На столе возле кровати Шани увидел тощую кипу листов, исписанных аккуратным девичьим почерком. Лекции Хельги по уголовному праву Аальхарна, раздел о ереси. Через неделю предстоял экзамен, и она к нему готовилась… и сейчас бы сидела, подобрав ноги, в его кресле и штудировала свои записи, машинально грызя тонкий карандаш. Шани знал, что если он сейчас поднимется и пройдет в другую комнату, то увидит там оставленное платье Хельги и ее парик — не возвращаться же в девичьем образе в академитские комнаты — и платье хранит ее запах и тепло. Можно уткнуться лицом в рукав, забыться на какое-то время и поверить, что Хельга просто ушла — готовиться к экзаменам в центральной библиотеке, относить гарантийное письмо в архив, участвовать в дружеской пирушке с однокурсниками…

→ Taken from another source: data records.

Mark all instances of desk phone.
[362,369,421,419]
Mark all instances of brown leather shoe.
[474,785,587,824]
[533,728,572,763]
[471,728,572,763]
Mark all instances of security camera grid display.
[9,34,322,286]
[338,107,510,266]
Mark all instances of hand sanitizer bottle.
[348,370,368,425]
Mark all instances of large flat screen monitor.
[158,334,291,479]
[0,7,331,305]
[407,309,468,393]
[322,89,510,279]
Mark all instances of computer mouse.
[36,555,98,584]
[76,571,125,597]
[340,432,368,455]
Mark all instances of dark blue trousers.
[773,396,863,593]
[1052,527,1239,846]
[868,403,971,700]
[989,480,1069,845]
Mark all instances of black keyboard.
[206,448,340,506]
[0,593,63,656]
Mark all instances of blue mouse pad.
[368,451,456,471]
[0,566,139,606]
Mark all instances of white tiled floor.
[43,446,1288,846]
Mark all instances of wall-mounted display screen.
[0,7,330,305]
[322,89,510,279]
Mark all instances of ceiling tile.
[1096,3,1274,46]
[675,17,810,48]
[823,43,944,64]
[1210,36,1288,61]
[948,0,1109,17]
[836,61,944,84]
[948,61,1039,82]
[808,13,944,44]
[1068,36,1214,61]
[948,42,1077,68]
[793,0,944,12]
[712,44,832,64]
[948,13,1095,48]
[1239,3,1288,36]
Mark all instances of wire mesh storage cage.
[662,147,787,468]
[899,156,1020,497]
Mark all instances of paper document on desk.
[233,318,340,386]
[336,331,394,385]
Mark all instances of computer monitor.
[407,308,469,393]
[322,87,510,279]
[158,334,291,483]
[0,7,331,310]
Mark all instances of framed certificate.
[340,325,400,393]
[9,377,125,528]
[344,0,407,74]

«Говори. Говори больше, и что угодно. Любую ерунду. Иначе скорбь соберется в сердце и не найдет выхода. А ты еще молод и еще должен пожить».
Помнится, ночью после этой фразы Шани долго смотрел на дно кружки с варенухой и действительно ощущал тяжелый темный сгусток, который неторопливо ворочался в левой стороне груди. Господин Пац внимательно смотрел на него, а за окном была непроницаемая тьма, шел дождь, и казалось, будто весь город вымер.
Господин Пац придерживался древней веры своих почтенных сулифатских предков и не признал своего высокочинного гостя. Иначе наверняка говорил бы что-то другое. И не с таким искренним сочувствием и пониманием.
«Наверно, вы тоже кого-то потеряли», — выдавил Шани, когда молчание стало уже неприличным. Пац обновил его кружку и ответил:
«Да. Дочь. Ей тогда было тринадцать. Но я уже научился с этим жить».
Шани усмехнулся и ответил, что если так, то тогда ему очень сильно повезло.
Потолок то спускался вниз, то взмывал куда-то в недосягаемую высоту. Шани смотрел и думал, что не сможет подняться — да и какой в этом смысл вообще: куда-то идти, что-то делать, говорить с посторонними, ненужными людьми, когда Хельги больше нет, и она не вернется. Что теперь вообще имеет хоть какой-то смысл? Все бросить, сложить с себя чин и уехать в Шаавхази, чтобы переписывать жития святых и смотреть, как птицы вьют гнезда на монастырской стене — Шани внезапно подумал, что это самый лучший выход из положения.
Больше всего его сейчас мучила необходимость вставать, куда-то идти, заниматься делами и сохранять ровное выражение лица. Трагическая смерть ученика — действительно скорбное событие, кто же спорит, но не до такой степени, чтобы настолько сильно переживать и убиваться, как по родному. Шани потер переносицу и припомнил какие-то старые земные стихи, о том, что казаться улыбчивым и простым — самое главное в мире искусство. Есенин, кажется… да, точно Есенин. Его изучали в шестом классе, но Саша Торнвальд имел привычку скачивать учебники последующей ступени и изучать их заранее. Химия, биология и литература. Любимые.
Черт возьми, чего бы он ни отдал за то, чтобы Хельга сейчас была жива. Сам бы в трумну лег и глаза закрыл.
Соберись, откликнулся внутренний голос. Жесткий и циничный, он словно ухмылялся, видя в этой ситуации нечто невероятно смешное. Хватит соплей по древу растекаться, лучше включи мозги и сообрази.
Что именно, устало подумал Шани, что именно мне нужно сообразить?
Кто ее убил, живо откликнулся голос. Ее ведь убили из-за тебя. Чтобы как-то оказать влияние на твою скромную персону. Этот кто-то точно знал, что Хельга девушка, иначе бы не созвал столько народа полакомиться сладеньким. Этот кто-то знал, что у вас отношения. Этот таинственный кто-то настолько умен, что понял: в случае ее мучительной смерти ты надолго будешь умственно и душевно парализован, и не сможешь предпринять никаких взвешенных и продуманных решений. Осталось только разгадать загадку. Одно слово. Всего одно.